E ao dizer que "Se vamos depressa
demais, a paisagem vira só mais um borrão.", Rosane Queiroz faz-me lembrar
uma conhecida frase de Guimarães Rosa: "O real não está na saída nem na
chegada: ele se dispõe para a gente é no meio da travessia.". Ou seja, se
vamos depressa demais, o que acontece é que o real se dispõe para a gente como um borrão!
Assim como Rosane Queiroz, também "acredito
que qualquer viagem, mesmo pertinho de casa, pode ser
uma chance e se conhecer." E considero impressionante a inclinação que a
maioria das pessoas tem para achar que tudo o que lhe convém esteja longe
delas.

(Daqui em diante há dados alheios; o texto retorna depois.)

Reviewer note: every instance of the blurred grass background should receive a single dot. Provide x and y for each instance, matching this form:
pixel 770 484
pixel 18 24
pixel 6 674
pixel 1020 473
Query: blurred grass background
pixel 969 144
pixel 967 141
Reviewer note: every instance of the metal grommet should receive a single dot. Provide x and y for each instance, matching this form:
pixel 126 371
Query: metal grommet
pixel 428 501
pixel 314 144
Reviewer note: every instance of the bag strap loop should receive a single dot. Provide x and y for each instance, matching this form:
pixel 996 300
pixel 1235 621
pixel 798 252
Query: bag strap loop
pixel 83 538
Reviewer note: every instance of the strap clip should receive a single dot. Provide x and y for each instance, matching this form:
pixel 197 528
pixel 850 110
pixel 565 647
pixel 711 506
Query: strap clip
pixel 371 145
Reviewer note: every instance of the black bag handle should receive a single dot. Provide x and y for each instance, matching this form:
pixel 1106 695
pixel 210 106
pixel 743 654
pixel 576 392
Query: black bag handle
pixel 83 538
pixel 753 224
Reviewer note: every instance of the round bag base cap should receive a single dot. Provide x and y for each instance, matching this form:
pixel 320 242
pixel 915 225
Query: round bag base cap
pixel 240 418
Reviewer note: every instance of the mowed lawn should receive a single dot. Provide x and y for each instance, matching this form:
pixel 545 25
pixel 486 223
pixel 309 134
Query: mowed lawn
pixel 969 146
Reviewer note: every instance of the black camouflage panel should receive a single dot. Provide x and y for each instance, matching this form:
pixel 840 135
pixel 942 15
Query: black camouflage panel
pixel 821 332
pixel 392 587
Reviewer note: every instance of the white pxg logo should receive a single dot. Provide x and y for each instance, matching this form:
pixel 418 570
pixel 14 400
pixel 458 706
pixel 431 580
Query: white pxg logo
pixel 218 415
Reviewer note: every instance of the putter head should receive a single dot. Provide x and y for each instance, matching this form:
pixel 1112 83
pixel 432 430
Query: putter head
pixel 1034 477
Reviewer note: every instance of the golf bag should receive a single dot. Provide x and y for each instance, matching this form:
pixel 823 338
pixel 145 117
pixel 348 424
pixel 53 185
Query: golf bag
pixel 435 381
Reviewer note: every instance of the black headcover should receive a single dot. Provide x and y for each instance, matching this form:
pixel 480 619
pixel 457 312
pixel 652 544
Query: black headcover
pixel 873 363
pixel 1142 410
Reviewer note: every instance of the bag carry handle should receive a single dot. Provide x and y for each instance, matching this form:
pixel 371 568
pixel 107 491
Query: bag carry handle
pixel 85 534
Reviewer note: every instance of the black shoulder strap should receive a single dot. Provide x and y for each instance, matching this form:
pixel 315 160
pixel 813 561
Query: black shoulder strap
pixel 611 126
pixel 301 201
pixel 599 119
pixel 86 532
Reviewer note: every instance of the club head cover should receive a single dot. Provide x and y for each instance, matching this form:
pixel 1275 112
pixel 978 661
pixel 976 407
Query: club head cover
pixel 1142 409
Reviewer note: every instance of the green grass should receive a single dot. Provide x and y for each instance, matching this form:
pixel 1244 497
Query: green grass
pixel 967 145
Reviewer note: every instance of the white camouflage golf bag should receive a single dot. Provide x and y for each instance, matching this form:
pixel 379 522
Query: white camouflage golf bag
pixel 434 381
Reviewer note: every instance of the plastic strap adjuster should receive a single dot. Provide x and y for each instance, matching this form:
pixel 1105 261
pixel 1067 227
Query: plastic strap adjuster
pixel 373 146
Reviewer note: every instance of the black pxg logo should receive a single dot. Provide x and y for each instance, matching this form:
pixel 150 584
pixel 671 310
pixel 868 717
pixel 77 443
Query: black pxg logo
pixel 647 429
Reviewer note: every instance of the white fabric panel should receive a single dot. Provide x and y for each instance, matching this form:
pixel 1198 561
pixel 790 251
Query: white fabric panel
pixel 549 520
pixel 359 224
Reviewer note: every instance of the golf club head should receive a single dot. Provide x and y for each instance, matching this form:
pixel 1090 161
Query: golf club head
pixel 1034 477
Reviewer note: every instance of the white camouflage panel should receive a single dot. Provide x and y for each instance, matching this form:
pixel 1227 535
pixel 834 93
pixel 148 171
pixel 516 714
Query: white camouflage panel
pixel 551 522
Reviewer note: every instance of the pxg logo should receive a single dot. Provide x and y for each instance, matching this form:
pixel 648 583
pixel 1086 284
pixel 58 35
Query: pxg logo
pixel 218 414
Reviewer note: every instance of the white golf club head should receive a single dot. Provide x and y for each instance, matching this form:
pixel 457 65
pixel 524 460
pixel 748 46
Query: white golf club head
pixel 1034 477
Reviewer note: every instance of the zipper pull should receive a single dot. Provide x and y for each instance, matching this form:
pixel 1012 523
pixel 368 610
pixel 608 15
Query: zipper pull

Sim, como diz Alex Da Riva, proprietário e gestor do hotel
Cristalino Lodge, em uma afirmação já citada nesta postagem, "Se você
conseguir prestar atenção ao que está ao seu redor, perceberá a abundância de
vida que existe." E ao perceber tal coisa, ainda segundo ele, você estará diante
de "um instante poderoso para refletir sobre a complexidade da existência,
questionar suas escolhas e seu modo de viver". Ou seja, você estará diante da
possibilidade de viajar para dentro.
Viajar para dentro, eis algo que acredito ser imprescindível a uma jornada de autodescoberta, de autoconhecimento. Autodescoberta
e autoconhecimento, eis duas coisas que enxergo como imprescindíveis ao
melhoramento de cada um dos integrantes de uma sociedade. Melhoramento de cada
um dos integrantes, eis uma coisa sem a qual não consigo imaginar a construção
de algo que algum dia venha a fazer jus ao termo civilização. E ao falar em construção,
me vem à mente uma afirmação que ouvi ou li recentemente, sem lembrar de onde: "Tudo o que presta é uma construção; nada é uma dádiva." Isso faz sentido para você?